「大塚家具」株主総会と黒子役不在
3月27日、㈱大塚家具(ジャスダック上場)の株主総会が行われ、経営方針をめぐる創業者会長と現社長(会長の長女)の争いが、現社長側の言い分が株主に認められた結果となりました。この問題は、同族企業でなくても、よく発生する問題ですが、多くの企業にあっては、その取締役会において議論され、表には、決して出ない問題ですし、当事者間で処理されるべき問題です。とは言うものの、本件では、当事者は、経営戦略の選択を乗り越え互いに憎悪を持ち、相手を罵り合うまでに発展してしまっております。

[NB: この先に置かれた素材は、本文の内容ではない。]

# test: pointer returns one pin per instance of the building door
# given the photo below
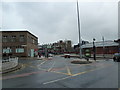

この問題で、私が最も残念に思っているのは、今日の事態に及ぶ前に、何故本件の調整を図る黒子役が、社内事情に詳しい幹部社員の中から出なかったかということです。本件の様な問題は、どの企業でも発生いたしますが、多くの企業では、経営者から一定の信頼関係にある、社内幹部がその調整にあたっているのではないでしょうか。但し、この様な黒子役は、その調整動機の純粋性や中立性、潔癖性が強く求められ、その調整に失敗した場合には、退社する位の覚悟が必要です。規模の大小、問題の本質は異なりますが、黒子役を経験した端くれのひとりとして残念でなりません。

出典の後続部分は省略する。